Survive long enough and you may unlock the scaling formula for your business. That is the holy grail for entrepreneurs. Many perish on this quest. The formula is never completely unearthed. Early promise fades. The business grows year on year but not fast enough. Investors become exasperated and their interest migrates elsewhere. Their own agendas come to the fore and the business is sold with little equity value accruing to the founders. Waiting years to find out if a business can actually scale is simply too long. Life is too short. For this reason, I favour businesses that either fail quickly or where the potential to scale and the scaling formula become evident fairly early on. Of course the point to note here is that the more complex the business the more challenging it is to scale. Not all businesses can scale but as Paul Graham writes a startup is a business designed to scale. Those entrepreneurial teams that succeed deserve respect: they have acquired the know-how to navigate the startup stage, to prove their business model, and to build an organisation that can execute at scale. How rare is that?

You Cannot Be Serious

I tuned into a recent BBC documentary that follows the fortunes of a group of Scottish entrepreneurs. One advisor was asked to define ‘entrepreneur’. His answer was long on enthusiasm and short on sense: ‘If you think I am one, I am one’.

I wondered what the reaction might be if a doctor in a hospital documentary defined themselves in similar terms. Or take another profession: to become a lawyer requires the aspirant to study for years, but to become an ‘entrepreneur’ you simply need to believe you are one.

But perhaps this narrow line of thinking reflects something of a norm. Many business schools offer add-on courses where start-ups are a topic to be mastered in a week. Incubators and accelerators offer the same ‘sheep-dip’ philosophy.

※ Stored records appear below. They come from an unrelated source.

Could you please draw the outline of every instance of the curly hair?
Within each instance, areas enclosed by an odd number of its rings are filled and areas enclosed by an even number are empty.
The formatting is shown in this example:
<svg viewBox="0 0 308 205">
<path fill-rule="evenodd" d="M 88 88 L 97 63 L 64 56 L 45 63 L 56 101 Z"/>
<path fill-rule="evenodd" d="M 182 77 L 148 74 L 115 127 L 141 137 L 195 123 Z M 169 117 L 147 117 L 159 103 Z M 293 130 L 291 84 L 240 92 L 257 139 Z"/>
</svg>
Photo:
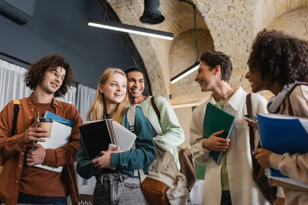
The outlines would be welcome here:
<svg viewBox="0 0 308 205">
<path fill-rule="evenodd" d="M 229 83 L 233 72 L 233 68 L 228 55 L 220 51 L 207 51 L 201 54 L 200 59 L 209 67 L 210 71 L 214 69 L 217 66 L 220 66 L 221 79 Z"/>
<path fill-rule="evenodd" d="M 275 30 L 259 32 L 247 63 L 263 80 L 283 85 L 308 81 L 308 42 Z"/>
<path fill-rule="evenodd" d="M 45 72 L 58 67 L 65 70 L 65 77 L 61 87 L 53 95 L 56 97 L 63 97 L 74 83 L 72 68 L 68 63 L 64 61 L 63 57 L 50 54 L 33 63 L 25 74 L 24 81 L 27 87 L 34 90 L 36 86 L 44 80 Z"/>
</svg>

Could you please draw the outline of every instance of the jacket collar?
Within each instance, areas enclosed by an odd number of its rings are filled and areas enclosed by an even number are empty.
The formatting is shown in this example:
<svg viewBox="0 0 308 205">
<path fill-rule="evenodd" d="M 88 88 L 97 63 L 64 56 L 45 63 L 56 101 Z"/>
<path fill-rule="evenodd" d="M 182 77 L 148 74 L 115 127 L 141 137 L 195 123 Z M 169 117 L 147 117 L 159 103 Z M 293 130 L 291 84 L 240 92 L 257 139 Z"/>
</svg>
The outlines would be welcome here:
<svg viewBox="0 0 308 205">
<path fill-rule="evenodd" d="M 243 102 L 244 102 L 244 99 L 246 97 L 247 93 L 240 87 L 234 88 L 233 90 L 235 91 L 235 92 L 233 94 L 231 98 L 229 99 L 228 101 L 226 102 L 226 104 L 230 105 L 235 110 L 237 111 Z M 213 93 L 210 95 L 208 99 L 208 101 L 213 105 L 217 105 L 218 106 L 219 106 L 215 101 Z"/>
<path fill-rule="evenodd" d="M 35 104 L 35 101 L 36 101 L 36 100 L 35 100 L 35 99 L 34 98 L 34 96 L 33 95 L 33 93 L 32 92 L 31 94 L 31 95 L 30 95 L 30 96 L 29 96 L 29 97 L 28 98 L 28 103 L 29 104 L 29 105 L 31 105 L 32 104 Z M 55 106 L 61 107 L 59 101 L 57 100 L 56 99 L 55 99 L 54 96 L 52 98 L 52 106 L 54 107 L 55 107 Z"/>
</svg>

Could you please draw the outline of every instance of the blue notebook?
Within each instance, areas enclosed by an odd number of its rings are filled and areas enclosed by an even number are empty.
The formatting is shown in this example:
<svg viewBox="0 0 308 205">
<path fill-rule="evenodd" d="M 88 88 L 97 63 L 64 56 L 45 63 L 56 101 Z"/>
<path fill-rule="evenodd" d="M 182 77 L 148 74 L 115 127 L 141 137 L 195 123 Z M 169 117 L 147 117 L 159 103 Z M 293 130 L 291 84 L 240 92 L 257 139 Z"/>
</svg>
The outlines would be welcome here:
<svg viewBox="0 0 308 205">
<path fill-rule="evenodd" d="M 68 119 L 65 119 L 65 118 L 63 118 L 62 117 L 60 117 L 60 116 L 57 115 L 55 114 L 53 114 L 49 111 L 46 111 L 44 117 L 45 118 L 51 118 L 55 120 L 66 122 L 68 124 L 68 127 L 70 127 L 72 128 L 74 126 L 73 121 L 69 120 Z"/>
<path fill-rule="evenodd" d="M 274 114 L 257 114 L 257 118 L 262 148 L 279 154 L 308 152 L 308 119 Z M 265 170 L 267 175 L 288 178 L 279 170 Z"/>
</svg>

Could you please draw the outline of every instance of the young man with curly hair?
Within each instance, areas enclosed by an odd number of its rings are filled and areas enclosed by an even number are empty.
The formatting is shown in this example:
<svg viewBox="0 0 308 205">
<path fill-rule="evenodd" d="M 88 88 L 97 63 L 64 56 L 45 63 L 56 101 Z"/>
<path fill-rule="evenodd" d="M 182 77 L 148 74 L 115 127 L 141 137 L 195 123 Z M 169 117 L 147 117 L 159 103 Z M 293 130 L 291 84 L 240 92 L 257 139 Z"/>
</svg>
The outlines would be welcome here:
<svg viewBox="0 0 308 205">
<path fill-rule="evenodd" d="M 195 80 L 199 84 L 201 92 L 212 92 L 205 102 L 194 110 L 189 127 L 192 156 L 199 164 L 207 165 L 202 204 L 269 205 L 271 202 L 253 178 L 249 129 L 243 117 L 247 114 L 247 93 L 240 87 L 232 88 L 229 85 L 233 69 L 227 55 L 208 51 L 201 54 L 200 60 Z M 251 99 L 253 114 L 266 112 L 267 101 L 264 97 L 253 94 Z M 229 139 L 219 137 L 227 130 L 214 133 L 208 138 L 204 137 L 206 132 L 204 119 L 209 102 L 235 116 Z M 258 142 L 258 135 L 255 132 L 253 142 L 255 148 Z M 210 156 L 212 151 L 223 152 L 220 165 Z M 283 204 L 282 190 L 277 192 L 276 196 L 275 204 Z"/>
<path fill-rule="evenodd" d="M 66 204 L 66 198 L 70 195 L 72 202 L 78 203 L 73 163 L 79 147 L 78 126 L 82 119 L 73 106 L 55 98 L 64 96 L 73 83 L 72 69 L 63 57 L 52 54 L 32 64 L 25 74 L 25 81 L 33 92 L 20 99 L 12 135 L 13 101 L 0 113 L 0 157 L 6 158 L 0 175 L 0 198 L 8 204 Z M 68 145 L 45 149 L 32 144 L 45 141 L 48 131 L 35 127 L 39 122 L 36 120 L 37 112 L 43 117 L 46 111 L 74 122 Z M 33 147 L 35 151 L 31 150 Z M 58 173 L 33 167 L 38 164 L 63 169 Z"/>
<path fill-rule="evenodd" d="M 292 88 L 281 101 L 278 113 L 308 117 L 308 86 L 296 83 L 308 82 L 308 42 L 282 32 L 264 30 L 253 43 L 247 64 L 249 70 L 245 77 L 254 93 L 266 90 L 277 96 L 285 86 Z M 267 105 L 270 111 L 271 105 Z M 308 153 L 281 155 L 258 149 L 254 154 L 263 168 L 279 170 L 283 174 L 308 184 Z M 283 188 L 283 193 L 287 204 L 308 204 L 307 191 Z"/>
</svg>

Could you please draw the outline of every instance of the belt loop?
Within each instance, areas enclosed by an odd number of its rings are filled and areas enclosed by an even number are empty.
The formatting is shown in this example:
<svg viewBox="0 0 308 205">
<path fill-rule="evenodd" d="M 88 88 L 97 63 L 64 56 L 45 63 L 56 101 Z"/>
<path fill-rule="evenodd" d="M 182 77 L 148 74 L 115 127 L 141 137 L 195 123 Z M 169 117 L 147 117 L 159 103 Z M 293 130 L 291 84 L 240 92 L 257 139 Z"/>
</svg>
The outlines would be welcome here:
<svg viewBox="0 0 308 205">
<path fill-rule="evenodd" d="M 101 183 L 102 184 L 102 185 L 104 185 L 104 176 L 105 175 L 105 174 L 103 174 L 102 175 L 102 177 L 101 178 Z"/>
<path fill-rule="evenodd" d="M 120 182 L 123 183 L 124 181 L 125 177 L 121 173 L 119 173 L 119 178 L 120 178 Z"/>
</svg>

If only building an entrepreneurial business could be packaged and codified so easily. The reality, of course, is that entrepreneurship demands rigour over time. Identifying new opportunities, making the ‘right’ decisions, and managing growth present challenges that take years of experience and reflection to perfect.

Rather than seeing entrepreneurship as just ‘something to have a go at’, we would be well served as seeing it as a profession in its own right. In this universe, it becomes a core business school discipline; it becomes an activity that can be learnt rather than being mostly a matter of luck. Successful serial entrepreneurs are not merely people who have a knack for winning the lottery over and over again.